I tried to convert the array to List temporarily so I can use the
".remove" method. Then I will get it back to an array so the element
will be deleted permanently. There is no error in this code when I
compile it but when I run the program and I press the button
"deleteButton", there is a run-time error the occurs.

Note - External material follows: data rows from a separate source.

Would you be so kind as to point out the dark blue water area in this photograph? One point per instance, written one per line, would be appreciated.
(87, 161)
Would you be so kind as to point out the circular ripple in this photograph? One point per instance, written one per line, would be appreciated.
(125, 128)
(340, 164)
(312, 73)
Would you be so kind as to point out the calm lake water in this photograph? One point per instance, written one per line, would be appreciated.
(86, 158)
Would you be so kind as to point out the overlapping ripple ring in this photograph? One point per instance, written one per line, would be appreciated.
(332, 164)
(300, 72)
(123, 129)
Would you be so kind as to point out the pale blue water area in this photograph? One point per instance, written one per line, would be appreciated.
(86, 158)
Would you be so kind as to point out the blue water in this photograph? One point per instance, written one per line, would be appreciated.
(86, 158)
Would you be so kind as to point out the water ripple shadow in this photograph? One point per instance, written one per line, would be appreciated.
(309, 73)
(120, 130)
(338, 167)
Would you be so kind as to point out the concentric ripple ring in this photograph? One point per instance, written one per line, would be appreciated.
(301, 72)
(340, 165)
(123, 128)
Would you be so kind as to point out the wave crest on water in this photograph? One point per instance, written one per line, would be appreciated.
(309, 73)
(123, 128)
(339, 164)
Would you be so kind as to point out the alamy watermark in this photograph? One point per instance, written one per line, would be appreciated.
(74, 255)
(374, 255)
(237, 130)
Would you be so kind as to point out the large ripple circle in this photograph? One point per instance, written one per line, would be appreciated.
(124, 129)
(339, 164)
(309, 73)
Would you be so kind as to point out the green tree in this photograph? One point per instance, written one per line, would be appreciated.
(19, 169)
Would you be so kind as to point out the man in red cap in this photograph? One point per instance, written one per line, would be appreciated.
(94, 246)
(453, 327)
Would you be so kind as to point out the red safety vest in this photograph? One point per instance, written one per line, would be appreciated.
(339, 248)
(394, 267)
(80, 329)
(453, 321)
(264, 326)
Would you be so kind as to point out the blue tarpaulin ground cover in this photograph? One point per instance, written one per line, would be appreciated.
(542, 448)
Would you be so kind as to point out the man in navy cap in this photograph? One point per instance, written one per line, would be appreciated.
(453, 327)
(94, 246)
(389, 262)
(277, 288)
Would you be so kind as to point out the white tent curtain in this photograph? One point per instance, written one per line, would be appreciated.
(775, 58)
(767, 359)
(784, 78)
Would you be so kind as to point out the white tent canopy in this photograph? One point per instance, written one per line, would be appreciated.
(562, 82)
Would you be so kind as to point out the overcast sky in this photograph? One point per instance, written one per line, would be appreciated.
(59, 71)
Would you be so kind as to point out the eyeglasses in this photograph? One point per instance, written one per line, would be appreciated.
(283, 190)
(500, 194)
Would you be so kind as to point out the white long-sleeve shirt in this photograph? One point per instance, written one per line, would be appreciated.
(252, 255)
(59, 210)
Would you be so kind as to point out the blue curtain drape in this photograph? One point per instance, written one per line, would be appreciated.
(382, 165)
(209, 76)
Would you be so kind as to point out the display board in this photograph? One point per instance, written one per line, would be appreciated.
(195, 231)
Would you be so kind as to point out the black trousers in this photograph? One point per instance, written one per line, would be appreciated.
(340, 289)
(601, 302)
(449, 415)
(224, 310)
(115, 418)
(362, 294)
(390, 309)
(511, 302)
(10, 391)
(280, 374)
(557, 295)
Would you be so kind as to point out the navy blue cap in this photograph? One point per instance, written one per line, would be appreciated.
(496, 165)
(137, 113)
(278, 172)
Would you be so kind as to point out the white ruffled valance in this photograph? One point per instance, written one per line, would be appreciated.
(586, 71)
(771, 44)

Can anyone please help me to delete an element in an array?
 
M

Martin Gregorie

I am making a project that runs like a word storage. The user inputs
words and stores it in arrays. Also, the user can delete words and
display the new collection of words. However, I am having problems in
deleting an element in an array.
Why are you comparing against the array instead of the List you just
built?

More to the point, why bother with the complexity and overheads of
continually converting a array to a List and back? Why aren't you using
an ArrayList or TreeSet instead? ArrayList lets you control ordering and
duplicates while TreeSet will do both for you. Both provide add/remove/
existence tests.
 
A

Andreas Leitgeb

Lew said:
To delete element 'kx' (>= 0 and less than the current number of active
elements) from an array 'stuff' that initially holds 'stuffLength' elements:
--stuffLength;
for ( int jx = kx; jx < stuffLength; ++jx )
{
stuff [jx] = stuff [jx+1];
}
stuff [stuffLength] = null;
Pretty straightforward, yes?

In case ordering doesn't matter, there's also this simpler approach:
stuff[kx]=stuff[--stuffLength]; stuff[stuffLength]=null;

Anyway, using java.util.ArrayList (or any of the sorting Collections)
is most likely the better solution.
 
R

Roedy Green

I am making a project that runs like a word storage. The user inputs
words and stores it in arrays. Also, the user can delete words and
display the new collection of words. However, I am having problems in
deleting an element in an array.

The easy way is to use an ArrayList, and let remove figure out how to
do the sliding.

Strictly speaking you can't delete an element. To have a smaller
array you need to allocate a new array.